A hospital manager managed to lose a laptop from his car by breaking a basic crime prevention principle of never leaving property in a view in a vehicle. Statistics suggest that it is at very high risk of theft. In offering the inevitable apology, a spokesman said that since the information had been encrypted and the laptop password could be accessed only by authorised staff, there was little chance that patient details could be compromised. The hospital seemed not to accept that personal information is part of the supermarket mentioned by Sir Duncan and that, given time, every security meaure can be breached. The Trust then went on the defensive by announcing that staff had been advised not to store such information on laptops.
So what principal lesson do we draw from this statement – Buy a pencil! This is backward step in an electronic age. A single lightweight laptop has replaced bundles of heavy files.

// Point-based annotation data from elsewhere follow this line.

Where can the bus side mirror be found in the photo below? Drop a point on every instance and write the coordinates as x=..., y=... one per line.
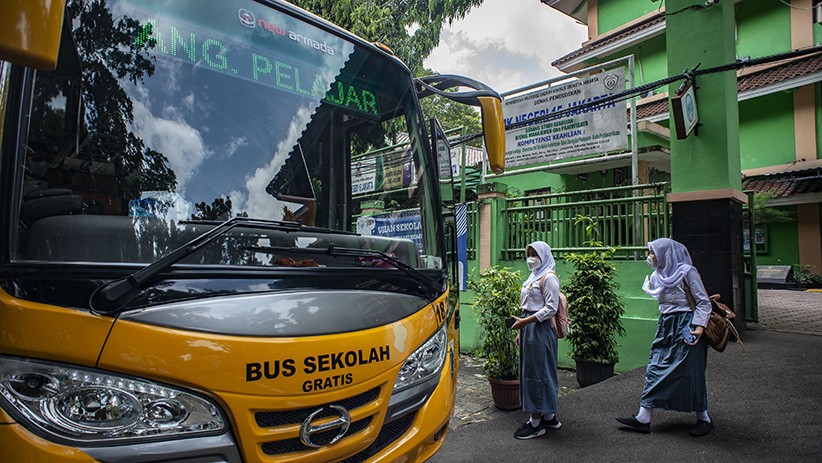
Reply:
x=493, y=128
x=30, y=32
x=488, y=100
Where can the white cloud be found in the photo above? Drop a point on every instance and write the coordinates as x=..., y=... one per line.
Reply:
x=507, y=44
x=181, y=143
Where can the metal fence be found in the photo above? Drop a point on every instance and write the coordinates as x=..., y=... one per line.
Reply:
x=625, y=218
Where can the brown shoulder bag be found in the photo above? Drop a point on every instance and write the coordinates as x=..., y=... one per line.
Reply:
x=720, y=325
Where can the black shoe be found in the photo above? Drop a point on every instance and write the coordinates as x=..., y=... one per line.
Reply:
x=701, y=428
x=635, y=424
x=526, y=431
x=553, y=423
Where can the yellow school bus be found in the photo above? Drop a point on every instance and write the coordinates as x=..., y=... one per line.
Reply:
x=226, y=237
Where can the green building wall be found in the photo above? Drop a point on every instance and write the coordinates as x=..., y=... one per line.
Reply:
x=615, y=13
x=639, y=321
x=782, y=241
x=766, y=127
x=763, y=28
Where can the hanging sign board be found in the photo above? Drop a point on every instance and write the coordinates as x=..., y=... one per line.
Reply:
x=683, y=108
x=595, y=129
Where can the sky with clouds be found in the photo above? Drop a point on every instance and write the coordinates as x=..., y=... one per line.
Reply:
x=507, y=44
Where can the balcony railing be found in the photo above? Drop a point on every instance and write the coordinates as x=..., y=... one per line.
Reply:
x=625, y=218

They are vital components in the target-driven and evidence-gathering business culture of the 21st century NHS. It therefore follows that mature protective security measures should be adopted.

Understanding the problem
Careless handling of laptops has drawn stern warnings from the Information Commissioner’s Office, and rightly so, that compromise by public bodies is unacceptable. But that it still happens suggests that those responsible for information security either are not taking the matter seriously or, more likely, do not understand how information security fits into the overall security strategy. The problem that the ease in which information is gained is replicated by the lax manner in which it is protected.
A fundamental problem is that finance departments are often entrusted with information security and governance. Essentially, the guardian of the most important asset that a hospital has, namely information, is divorced from the department employed to protect the organisation, namely the security department. The conclusion must be that until such time as all security issues, such as security awareness, are placed under a single umbrella of security managers qualified in all aspects of protective security, then avoidable breaches of information will continue. An alternative is to employ information security specialists working directly with the security manager to develop electronic security strategies, enhance security awareness, training and education and investigate breaches of information security.   

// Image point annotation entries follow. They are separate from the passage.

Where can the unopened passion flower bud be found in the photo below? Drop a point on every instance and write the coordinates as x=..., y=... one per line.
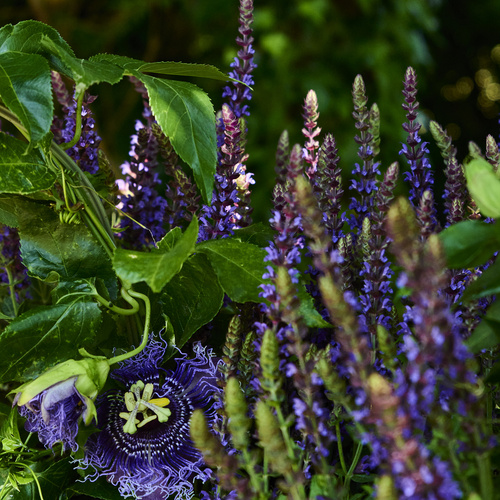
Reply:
x=54, y=403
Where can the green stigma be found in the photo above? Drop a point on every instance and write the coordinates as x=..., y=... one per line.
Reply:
x=142, y=408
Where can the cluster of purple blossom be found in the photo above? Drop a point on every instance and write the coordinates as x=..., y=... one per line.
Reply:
x=382, y=375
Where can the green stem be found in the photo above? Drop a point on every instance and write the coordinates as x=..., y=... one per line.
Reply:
x=127, y=295
x=340, y=448
x=354, y=463
x=78, y=124
x=12, y=289
x=94, y=213
x=116, y=309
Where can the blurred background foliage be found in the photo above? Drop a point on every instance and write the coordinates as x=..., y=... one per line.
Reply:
x=300, y=44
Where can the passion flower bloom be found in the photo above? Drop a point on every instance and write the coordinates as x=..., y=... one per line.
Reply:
x=144, y=446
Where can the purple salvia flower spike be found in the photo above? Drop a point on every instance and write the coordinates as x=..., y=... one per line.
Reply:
x=180, y=192
x=311, y=131
x=492, y=152
x=454, y=195
x=364, y=182
x=327, y=187
x=420, y=177
x=243, y=64
x=282, y=158
x=225, y=213
x=140, y=198
x=377, y=272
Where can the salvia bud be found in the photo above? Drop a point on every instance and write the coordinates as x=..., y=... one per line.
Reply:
x=206, y=442
x=269, y=361
x=236, y=410
x=271, y=439
x=386, y=489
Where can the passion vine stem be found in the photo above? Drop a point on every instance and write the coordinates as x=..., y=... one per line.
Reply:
x=129, y=295
x=94, y=213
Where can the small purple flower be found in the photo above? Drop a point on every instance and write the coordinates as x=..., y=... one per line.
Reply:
x=144, y=446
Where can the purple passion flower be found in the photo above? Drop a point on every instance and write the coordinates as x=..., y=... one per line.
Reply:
x=144, y=446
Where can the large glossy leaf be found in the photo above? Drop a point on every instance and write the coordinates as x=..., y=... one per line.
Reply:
x=85, y=72
x=238, y=265
x=470, y=243
x=484, y=186
x=27, y=37
x=184, y=69
x=52, y=250
x=25, y=88
x=22, y=172
x=183, y=111
x=186, y=116
x=192, y=298
x=157, y=267
x=46, y=335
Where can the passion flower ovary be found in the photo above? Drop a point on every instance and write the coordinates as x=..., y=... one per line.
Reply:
x=139, y=403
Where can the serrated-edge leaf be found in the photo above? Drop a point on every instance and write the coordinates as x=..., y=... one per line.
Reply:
x=25, y=88
x=184, y=69
x=41, y=327
x=160, y=266
x=232, y=258
x=186, y=116
x=27, y=36
x=469, y=243
x=22, y=172
x=484, y=186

No organisation can claim to be 100 per cent infallible and the actions of deliberate or accidental rogues will always overide corporate codes.
The use of offshore contractors to manipulate information is fraught with the risk of security controls being breached. When formulating contracts, think the unthinkable, guard against the unexpected and challenge assumptions.
Responses to breaches of IT security need to be mature and focused on learning lessons.   
Cost effective protection of information can be achieved by a sensible, co-ordinated security organisational structure using security systems working from the centre outwards.